When starting up, the Anf10 software on the pdp11 sim test various devices for
functionality thereby using instruction count based loops etc.
When all the devices necessary (paper tape reader/punch, incremental plotter
interface, DZ and DH multiplexors, DMS and DUP/KDP devices and DL11 interfaces)
are properly verified, it cranks up the communication configuration with
scanning the network for active Pdp10 Tops10 host systems.
The throttling of the pdp11 should be carefully selected to let this function.
Reindert
-----Original Message-----
From: Simh [mailto:[email protected]] On Behalf Of Johnny
Billquist
Sent: Monday, 20 July, 2020 23:20
To: Paul Moore <[email protected]>; [email protected]
Subject: Re: [Simh] pdp 11 timing
Instruction timing as such is not relevant. Different implementations had very
different timings, not to mention that speed of memory also makes a difference.
Devices basically do not have a strict timing either, but yes, there is plenty
of software that assumes that an interrupt does not happen before a single
instruction have been executed after the previous interrupt, from the same
device, for example.
On real hardware that was just an absurd case that lots of code never
considered, since it wasn't really physically possible for it to happen.

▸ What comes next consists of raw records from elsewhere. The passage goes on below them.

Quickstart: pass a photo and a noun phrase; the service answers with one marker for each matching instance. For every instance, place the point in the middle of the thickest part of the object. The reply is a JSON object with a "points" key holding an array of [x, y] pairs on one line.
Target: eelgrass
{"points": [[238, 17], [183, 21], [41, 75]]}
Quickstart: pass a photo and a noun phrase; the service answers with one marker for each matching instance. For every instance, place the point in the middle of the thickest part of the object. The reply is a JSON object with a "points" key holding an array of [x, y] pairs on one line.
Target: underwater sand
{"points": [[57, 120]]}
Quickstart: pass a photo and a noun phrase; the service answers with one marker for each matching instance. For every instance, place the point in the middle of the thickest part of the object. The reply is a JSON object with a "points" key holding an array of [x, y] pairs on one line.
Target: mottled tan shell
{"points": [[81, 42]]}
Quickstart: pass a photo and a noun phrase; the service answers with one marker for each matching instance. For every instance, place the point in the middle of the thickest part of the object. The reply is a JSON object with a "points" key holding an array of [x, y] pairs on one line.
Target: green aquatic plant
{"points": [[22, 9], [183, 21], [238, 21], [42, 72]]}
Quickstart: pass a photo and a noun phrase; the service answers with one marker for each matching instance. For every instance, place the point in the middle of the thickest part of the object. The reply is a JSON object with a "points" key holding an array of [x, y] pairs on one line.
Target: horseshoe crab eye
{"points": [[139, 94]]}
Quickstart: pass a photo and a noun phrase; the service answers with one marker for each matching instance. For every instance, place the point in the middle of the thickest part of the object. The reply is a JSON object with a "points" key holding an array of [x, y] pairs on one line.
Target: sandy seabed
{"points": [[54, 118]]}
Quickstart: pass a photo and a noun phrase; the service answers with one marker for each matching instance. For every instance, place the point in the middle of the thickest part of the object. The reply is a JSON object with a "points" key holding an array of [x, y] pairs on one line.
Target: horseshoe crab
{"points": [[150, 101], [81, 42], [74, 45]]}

The throttling in simh is because some people want the emulation to somewhat
mimic the real thing. For some people, that experience of slowness is desirable.
Johnny
On 2020-07-20 23:10, Paul Moore wrote:
(I am writing my own emulator just because I have never done that
before, and the PDP 11 is such a pivotal system in the history of
modern computing it seemed worth learning about, and what better way
to learn than to emulate it )
So how important is timing of instruction execution and device response?
The PDP 11 docs go to great length giving instruction timing. But
the fact that there is a % throttle in simh suggest that’s not important.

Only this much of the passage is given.